Posted by Strainu on September 23, 2008
From Bucharest / No Comments

Versiunea română aici.

The road
Map

To get to Sibiu from Bucharest you need to follow the A1/E81 to Piteşti (115km), pass on the newly built ring road and continue on the E81 to Râmnicu Vâlcea (68km), Cozia (17km) and finally Sibiu (90km), for a total of about 200km. The road is quite good, except for some parts of Dealu Negru where the road has collapsed and is currently being rebuilt. From Cozia to Sibiu there are another 100km of not-so-good roads. There are also some sections where the circulation takes place on 1 lane, controlled by traffic lights.

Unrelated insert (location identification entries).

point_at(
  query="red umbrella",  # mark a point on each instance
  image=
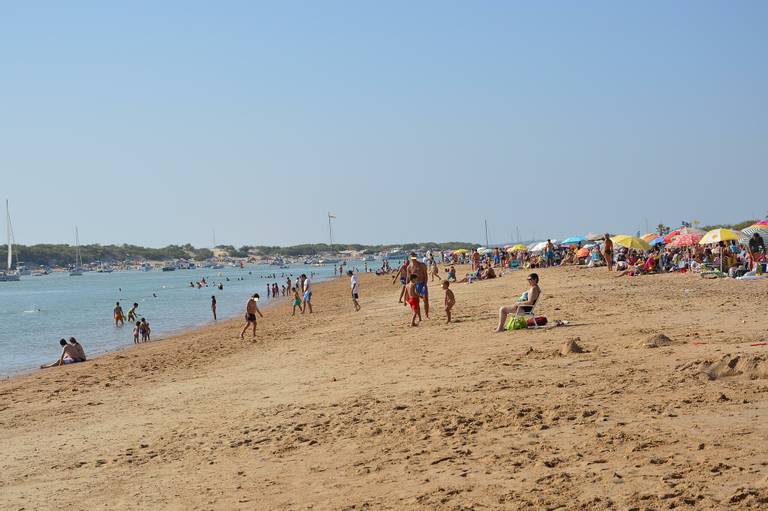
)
(686, 240)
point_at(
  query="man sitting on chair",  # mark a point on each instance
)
(524, 304)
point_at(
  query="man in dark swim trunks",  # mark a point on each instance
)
(421, 271)
(251, 309)
(608, 252)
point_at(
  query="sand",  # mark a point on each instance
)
(345, 410)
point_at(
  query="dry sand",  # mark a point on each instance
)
(345, 410)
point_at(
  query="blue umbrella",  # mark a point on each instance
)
(573, 240)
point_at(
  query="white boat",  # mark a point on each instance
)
(77, 271)
(9, 275)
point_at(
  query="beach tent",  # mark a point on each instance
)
(517, 248)
(718, 235)
(631, 242)
(573, 240)
(685, 240)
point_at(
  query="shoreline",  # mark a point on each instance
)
(174, 332)
(343, 409)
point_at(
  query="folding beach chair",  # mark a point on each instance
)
(531, 313)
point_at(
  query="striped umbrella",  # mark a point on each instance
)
(685, 240)
(760, 228)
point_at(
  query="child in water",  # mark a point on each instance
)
(412, 298)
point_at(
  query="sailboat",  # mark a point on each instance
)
(9, 275)
(77, 271)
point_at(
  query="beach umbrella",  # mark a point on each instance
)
(517, 248)
(760, 228)
(573, 240)
(685, 240)
(631, 242)
(717, 235)
(669, 237)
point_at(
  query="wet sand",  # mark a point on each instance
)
(345, 410)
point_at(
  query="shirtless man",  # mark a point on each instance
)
(78, 348)
(118, 312)
(69, 355)
(132, 313)
(403, 274)
(420, 270)
(608, 252)
(251, 309)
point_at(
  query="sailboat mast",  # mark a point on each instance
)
(8, 229)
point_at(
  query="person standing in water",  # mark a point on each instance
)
(251, 309)
(132, 313)
(355, 290)
(118, 313)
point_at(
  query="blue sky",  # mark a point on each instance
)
(154, 122)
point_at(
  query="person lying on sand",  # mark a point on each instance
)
(524, 304)
(69, 355)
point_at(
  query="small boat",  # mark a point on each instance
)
(77, 271)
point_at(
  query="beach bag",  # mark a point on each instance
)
(514, 323)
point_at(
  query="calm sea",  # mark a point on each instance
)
(37, 311)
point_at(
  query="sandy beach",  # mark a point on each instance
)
(345, 410)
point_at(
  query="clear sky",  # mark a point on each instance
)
(154, 122)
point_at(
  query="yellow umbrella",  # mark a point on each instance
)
(717, 235)
(631, 242)
(517, 248)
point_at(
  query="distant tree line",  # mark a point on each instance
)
(64, 255)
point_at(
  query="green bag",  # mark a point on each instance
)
(518, 323)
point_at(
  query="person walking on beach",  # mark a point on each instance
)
(608, 252)
(402, 272)
(355, 290)
(450, 300)
(118, 313)
(296, 300)
(420, 270)
(251, 309)
(412, 298)
(132, 313)
(307, 286)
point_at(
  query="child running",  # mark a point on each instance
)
(450, 300)
(412, 298)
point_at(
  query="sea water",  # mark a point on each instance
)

The trip takes about 4 hours without speeding. You could probably do it in 3h15-3h30 with a radar detector.

If you go by train, the trip takes about 5h30 and costs from 45 to 60 lei.

Rating: ★★★½☆

Accommodation

Accomodation in Sibiu is expensive and quite bad. I can’t really recommend any place, except the Old Town Hostel. It would be much better if you searched for hosting in the villages near Sibiu. You could try getting some hosting from Antrec, the Romanian branch of Eurogites.

Rating: ★★☆☆☆

What to see

The pedestrian area of Sibiu is interesting. You can see numerous old houses from the 16th and 17th centuries. Piaţa Mare and Piaţa Mică (The Big and Small squares) are linked by small streets and stairs. In the same area you can find the famous Podul Minciunilor (The Liars Bridge).

All the city’s museums are there: the Bruckental Museum, the historical museum, the Lutheran Church, etc. The Towers and citadel, which limit the old town are also nice to visit.

If you’re in town for a little longer, you might want to visit the Astra Museum, near Sibiu.

DSC04763DSC04755

DSC04760DSC04754

Rating: ★★★★½

Alternatives

From Râmnicu-Vâlcea you can go left in DN67 to Târgu Jiu and visit some monasteries and some caves.